W aptekach możesz kupić specjalne kremy i maści, które przyspieszą gojenie się blizny. Warto pamiętać o tym, że można je zacząć stosować dopiero w momencie, gdy rana będzie już zabliźniona. Regularne stosowanie dobrej jakości produktów tego typu nie sprawi, że blizna całkowicie zniknie, jednak spowoduje, że jej wygląd znacząco się poprawi. Będzie bledsza, mniej widoczna, spłaszczy się. Nakładając kremy i maści na blizny, warto robić to delikatnie masując skórę – niewielkimi, okrężnymi ruchami wzdłuż rozcięcia. W ten sposób przyczyniasz się również do zapobiegania wystąpienia bliznowca; schorzenia objawiającego się nadmiernym rozrostem tkanki w miejscu blizny. Warto podobne kosmetyki stosować regularnie, a w razie wątpliwości zasięgnąć porady lekarza.
Oprócz wyżej opisanych metod istnieje jeszcze kilka kwestii, na które warto zwrócić uwagę, aby proces gojenia się blizny po cesarce następował szybko i sprawnie, a ślad był możliwie jak najmniej widoczny.

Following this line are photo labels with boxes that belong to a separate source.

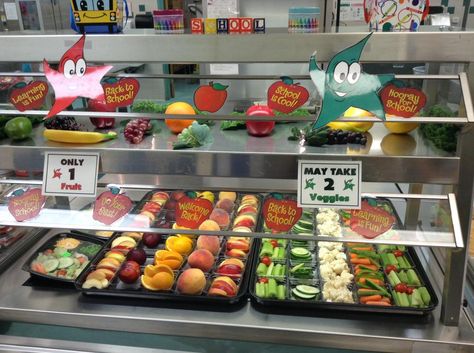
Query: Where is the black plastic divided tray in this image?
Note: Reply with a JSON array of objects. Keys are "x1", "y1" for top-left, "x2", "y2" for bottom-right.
[
  {"x1": 76, "y1": 190, "x2": 262, "y2": 311},
  {"x1": 22, "y1": 233, "x2": 105, "y2": 284},
  {"x1": 75, "y1": 234, "x2": 255, "y2": 311},
  {"x1": 249, "y1": 199, "x2": 438, "y2": 316}
]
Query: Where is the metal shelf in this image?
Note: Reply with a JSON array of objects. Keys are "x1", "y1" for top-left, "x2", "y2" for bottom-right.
[
  {"x1": 0, "y1": 123, "x2": 459, "y2": 187},
  {"x1": 0, "y1": 30, "x2": 474, "y2": 63},
  {"x1": 0, "y1": 231, "x2": 474, "y2": 352}
]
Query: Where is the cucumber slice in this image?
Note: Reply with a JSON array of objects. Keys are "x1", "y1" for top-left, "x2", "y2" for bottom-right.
[
  {"x1": 58, "y1": 257, "x2": 74, "y2": 268},
  {"x1": 43, "y1": 259, "x2": 59, "y2": 272},
  {"x1": 290, "y1": 263, "x2": 304, "y2": 273},
  {"x1": 296, "y1": 284, "x2": 319, "y2": 296},
  {"x1": 291, "y1": 288, "x2": 316, "y2": 299},
  {"x1": 291, "y1": 248, "x2": 311, "y2": 258}
]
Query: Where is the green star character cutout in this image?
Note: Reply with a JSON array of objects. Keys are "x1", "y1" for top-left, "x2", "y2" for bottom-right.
[
  {"x1": 309, "y1": 33, "x2": 395, "y2": 129},
  {"x1": 343, "y1": 179, "x2": 355, "y2": 191},
  {"x1": 304, "y1": 178, "x2": 316, "y2": 190}
]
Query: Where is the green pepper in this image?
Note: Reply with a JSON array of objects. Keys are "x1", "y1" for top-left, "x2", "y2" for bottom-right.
[{"x1": 5, "y1": 116, "x2": 33, "y2": 140}]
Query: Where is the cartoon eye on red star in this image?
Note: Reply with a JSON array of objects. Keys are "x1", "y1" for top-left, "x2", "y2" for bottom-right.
[{"x1": 43, "y1": 35, "x2": 112, "y2": 119}]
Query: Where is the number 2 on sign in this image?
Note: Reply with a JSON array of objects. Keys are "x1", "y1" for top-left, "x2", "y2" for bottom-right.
[{"x1": 324, "y1": 178, "x2": 334, "y2": 191}]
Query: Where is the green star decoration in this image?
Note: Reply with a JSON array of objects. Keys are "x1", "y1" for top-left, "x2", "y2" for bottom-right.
[
  {"x1": 304, "y1": 178, "x2": 316, "y2": 190},
  {"x1": 309, "y1": 33, "x2": 395, "y2": 129},
  {"x1": 343, "y1": 179, "x2": 355, "y2": 191}
]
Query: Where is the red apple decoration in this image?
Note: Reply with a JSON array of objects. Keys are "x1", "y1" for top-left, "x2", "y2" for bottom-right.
[
  {"x1": 194, "y1": 81, "x2": 229, "y2": 113},
  {"x1": 87, "y1": 96, "x2": 115, "y2": 129},
  {"x1": 267, "y1": 76, "x2": 309, "y2": 114},
  {"x1": 142, "y1": 233, "x2": 161, "y2": 248},
  {"x1": 245, "y1": 105, "x2": 275, "y2": 137}
]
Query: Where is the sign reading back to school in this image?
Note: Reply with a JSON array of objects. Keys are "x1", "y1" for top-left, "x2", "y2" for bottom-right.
[{"x1": 298, "y1": 161, "x2": 362, "y2": 209}]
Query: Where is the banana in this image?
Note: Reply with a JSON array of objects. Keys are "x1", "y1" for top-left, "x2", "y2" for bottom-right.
[
  {"x1": 328, "y1": 121, "x2": 374, "y2": 132},
  {"x1": 43, "y1": 129, "x2": 117, "y2": 143}
]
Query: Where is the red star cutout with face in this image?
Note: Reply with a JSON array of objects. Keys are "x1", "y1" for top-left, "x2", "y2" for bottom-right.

Wielu specjalistów wskazuje, że kluczowe znaczenie ma kilka pierwszych godzin i dni po porodzie. Korzystny wpływ na ranę ma szybka pionizacja matki po porodzie. Już po ośmiu godzinach od wydania na świat dziecka warto, aby spróbowała wstać i chodzić. To powinno zminimalizować ryzyko wystąpienia zakrzepicy i zrostów. Mimo odpowiedniej pielęgnacji blizna po cesarskim cięciu jest utrapieniem dla wielu kobiet, szpeci i odbiera pewność siebie. Jeżeli jest to dla Ciebie uciążliwy problem i nie ma przeciwwskazań, możesz rozważyć skorzystanie z zabiegów medycyny estetycznej, na przykład zabiegów laserem.